The present invention is a process of purifying coke oven gas; Supplying a sodium agent to the acid gas generated in the process of purifying the coke oven gas; And a process of reacting hydrogen sulfide contained in the acid gas with the sodium agent to remove the hydrogen sulfide and to generate a by-product.

The process of purifying the coke oven gas may include bringing the coke oven gas into contact with a treatment liquid capable of absorbing hydrogen sulfide; And a process of separating the hydrogen sulfide from the treatment liquid absorbing hydrogen sulfide from the hydrogen sulfide, wherein the acid gas is generated in the process of separating the treatment liquid from the hydrogen sulfide.

Before supplying the sodium agent to the acidic gas, a process of removing some of the carbon dioxide contained in the acidic gas is further included.

The process of removing some of the carbon dioxide contained in the acid gas includes a process of solidifying the carbon dioxide by cooling the acid gas.

The process of solidifying the carbon dioxide includes cooling the carbon dioxide and ammonia contained in the acidic gas together to solidify the carbon dioxide into an ammonium carbonate salt.

The sodium agent includes sodium hydroxide, and the by-product includes sodium hydrogen sulfide.

After supplying the sodium agent to the acidic gas, the step of reacting the sodium agent with carbon dioxide not removed from the acidic gas to produce sodium carbonate.

The process of generating the sodium carbonate includes a process of solid-liquid separation of the sodium carbonate and the sodium hydrogen sulfide.

After generating the sodium carbonate, drying the sodium carbonate; And a process of using the dried sodium carbonate in the coal gasification process.

The process of using the dried sodium carbonate in the coal gasification process includes a process of promoting hydrogen generation by reacting sodium carbonate and coal.

Before supplying the sodium agent to the acidic gas, the step of dissolving the sodium hydroxide in water to prepare a sodium agent in the form of an aqueous solution, the process of supplying the sodium agent to the acidic gas, the sodium agent in the aqueous solution form Including the process of passing the acid gas.

The present invention is a purification device capable of purifying coke oven gas; A storage device connected to the purification device and capable of storing purified coke oven gas; And a gas processing device connected to the purification device and capable of processing acid gas generated while purifying the coke oven gas.

The gas processing device includes a container part having an internal space in which the acidic gas can be treated, and a supply part connected to the container part and capable of supplying a sodium agent that reacts with hydrogen sulfide to generate a by-product to the container part. do.

The gas treatment device further includes a removal unit installed between the purification device and the container unit and capable of removing some of the carbon dioxide contained in the acid gas.

The sodium agent may include sodium hydroxide, and the sodium agent may react with carbon dioxide not removed from the acidic gas to generate sodium carbonate.

It further comprises a coal gasification device connected to the gas treatment device so as to receive the sodium carbonate.

According to embodiments of the present invention, hydrogen sulfide contained in the gas can be effectively removed. Accordingly, it is possible to prevent generation of a gas in which hydrogen sulfide has not been removed, and a process for separately removing a gas in which hydrogen sulfide has not been completely removed may not be performed. Therefore, the efficiency of the process of removing hydrogen sulfide can be improved.
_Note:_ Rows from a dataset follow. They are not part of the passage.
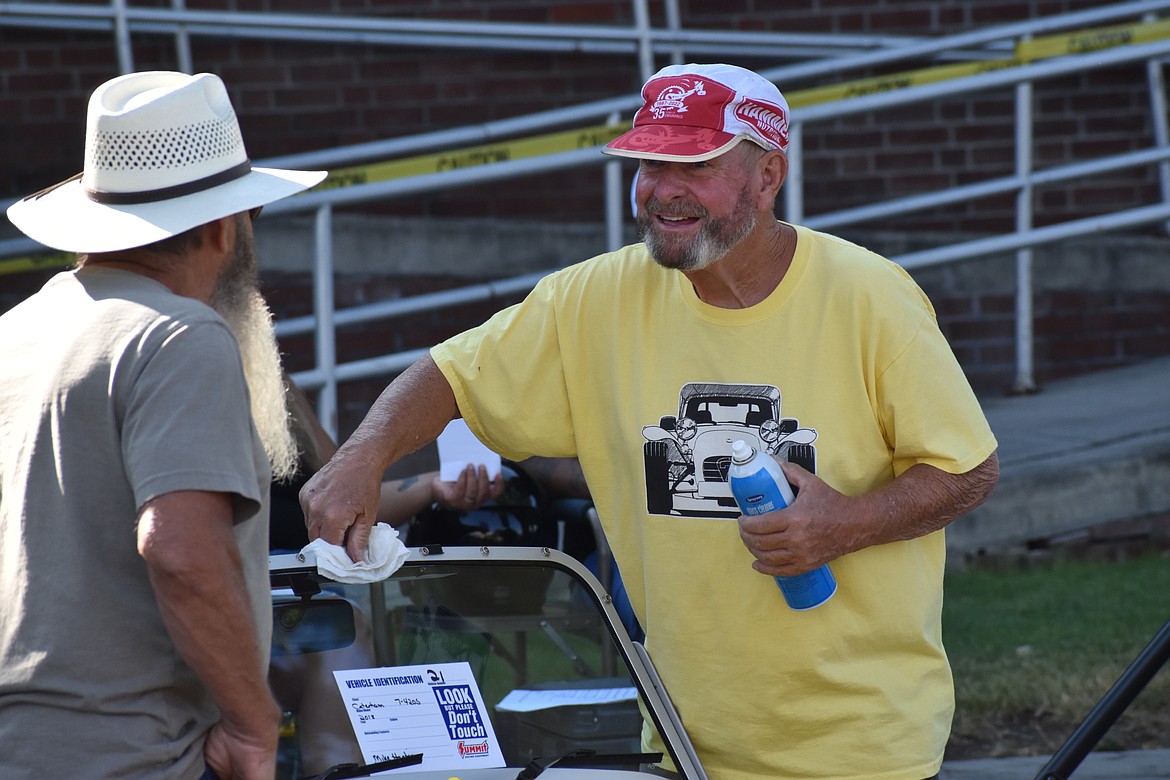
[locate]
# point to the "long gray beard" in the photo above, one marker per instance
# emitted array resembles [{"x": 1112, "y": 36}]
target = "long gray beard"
[
  {"x": 238, "y": 299},
  {"x": 717, "y": 237},
  {"x": 266, "y": 384}
]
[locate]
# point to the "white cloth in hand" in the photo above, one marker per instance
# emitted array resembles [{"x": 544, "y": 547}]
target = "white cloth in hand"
[{"x": 385, "y": 556}]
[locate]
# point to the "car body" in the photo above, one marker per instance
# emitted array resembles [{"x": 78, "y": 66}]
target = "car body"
[{"x": 524, "y": 621}]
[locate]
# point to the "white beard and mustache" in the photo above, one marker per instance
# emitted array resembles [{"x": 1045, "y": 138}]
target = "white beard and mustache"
[{"x": 238, "y": 299}]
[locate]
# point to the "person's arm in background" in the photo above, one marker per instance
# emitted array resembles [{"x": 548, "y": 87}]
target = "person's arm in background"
[
  {"x": 561, "y": 477},
  {"x": 823, "y": 524},
  {"x": 341, "y": 501},
  {"x": 404, "y": 498},
  {"x": 187, "y": 542}
]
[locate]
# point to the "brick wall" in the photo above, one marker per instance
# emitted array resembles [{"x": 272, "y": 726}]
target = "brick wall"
[{"x": 296, "y": 96}]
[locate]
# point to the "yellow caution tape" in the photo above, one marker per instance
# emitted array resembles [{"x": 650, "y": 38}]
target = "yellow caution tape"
[
  {"x": 894, "y": 82},
  {"x": 474, "y": 156},
  {"x": 1053, "y": 46},
  {"x": 1091, "y": 40}
]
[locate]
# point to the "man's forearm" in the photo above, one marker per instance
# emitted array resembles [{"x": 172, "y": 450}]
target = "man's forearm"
[
  {"x": 410, "y": 413},
  {"x": 919, "y": 502},
  {"x": 190, "y": 550}
]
In addition, it is possible to generate a reusable by-product while removing hydrogen sulfide from the gas. Thus, it is possible to increase the efficiency of other processes by using by-products.

For example, sodium carbonate, a by-product fished while removing hydrogen sulfide from acid gas, can be used in the coal gasification process. Therefore, sodium carbonate serves as a catalyst, and the efficiency of coal gasification can be improved.

1 is a view showing the structure of a gas treatment facility according to an embodiment of the present invention.
2 is a flow chart showing a gas treatment method according to an embodiment of the present invention.

Hereinafter, embodiments of the present invention will be described in more detail with reference to the accompanying drawings. However, the present invention is not limited to the embodiments disclosed below, but will be implemented in a variety of different forms, only the present embodiments make the disclosure of the present invention complete, and the scope of the invention to those of ordinary skill in the art It is provided to inform you. In order to describe the invention in detail, the drawings may be exaggerated, and the same reference numerals refer to the same elements in the drawings.

1 is a view showing the structure of a gas treatment facility according to an embodiment of the present invention. Hereinafter, a gas treatment facility according to an embodiment of the present invention will be described.

Referring to FIG. 1, a gas processing facility 100 according to an embodiment of the present invention includes a purification device 110, a storage device 120, and a gas processing device 130. The gas treatment facility 100 may further include a coal gasification device 140.

The purifying device 110 serves to purify coke oven gas (COG). The refining device 110 may be connected to the coke oven 10. Accordingly, the coke oven gas generated while carbonizing coal in the coke oven 10 may move to the refining device 110.

In addition, the purification device 110 may include a purification unit 111 and a circulation unit 112. At this time, hydrogen sulfide is contained in the coke oven gas. Hydrogen sulfide is a corrosive gas that can corrode equipment and reduce its life. Accordingly, in order to use the coke oven gas in other facilities or processes, the purification device 110 may perform a purification process of removing the sulfurized gas contained in the coke oven gas.

The purification unit 111 serves to purify the coke oven gas. For example, the purification unit 111 may purify the coke oven gas in a wet manner using a treatment liquid containing ammonia. In the purification unit 111, the coke oven gas may contact the processing liquid. Accordingly, the treatment liquid absorbs hydrogen sulfide contained in the coke oven gas, so that hydrogen sulfide can be removed from the coke oven gas.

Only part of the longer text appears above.